13.2 Normal Distribution

The normal distribution is used if the variable is continuous. We usually refer to the density of a normal random variable as a bell-shaped curve. We require a value for the mean and another for the standard deviation to simulate a value from a normal distribution.(The mean and standard deviation (or variance) are the parameters of a normal distribution.)

We can easily simulate 1000 values from a normal distribution with a mean of 10 and a standard deviation of 4 as follows:

x <- rnorm(n = 1000, mean = 10, sd = 4)

Notice that notation of n = (number of values to be simulated), mean = , and sd = . If we plot a histogram, we can see a somewhat bell-shaped curve.

hist(x)

We can check what are the mean and standard deviation of the sample values. We could start with the summary() function:

summary(x)

Note in the results that the mean is shown. While the mean not equal 10, it is close to 10. Samples of variables will never exactly be equal to the parameters used (in this case the mean and standard deviation). The larger the sample, the closer the simulated sample values will be to those set in the rnorm() function.
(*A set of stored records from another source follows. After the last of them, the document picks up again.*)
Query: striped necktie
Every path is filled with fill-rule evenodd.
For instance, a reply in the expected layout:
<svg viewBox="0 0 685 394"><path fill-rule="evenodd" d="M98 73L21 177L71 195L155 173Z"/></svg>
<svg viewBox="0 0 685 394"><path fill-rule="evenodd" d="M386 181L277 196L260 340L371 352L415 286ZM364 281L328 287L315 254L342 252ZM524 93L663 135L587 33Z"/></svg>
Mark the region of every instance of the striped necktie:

The standard deviation is not shown. We can use the sd() function or load the psych package.

sd(x)

library(psych)
describe(x)

Again we see that the standard deviation is close to the parameter of 4.

Simulation is a nice tool as you can re-do everything and get different samples. This way you can see how quantities (like the mean, standard deviation, histogram) vary from one sample to another, even though they were generated from the same underlying distribution.

You can change the sample size, or mean, or standard deviation. Plotting the values helps you see the data. See what happens if we just change the sample size to 10, instead of 1000.

x <- rnorm(n = 10, mean = 10, sd = 4)
describe(x)
hist(x)

For more depth on choosing the number of values to simulate, see your favorite statistics book.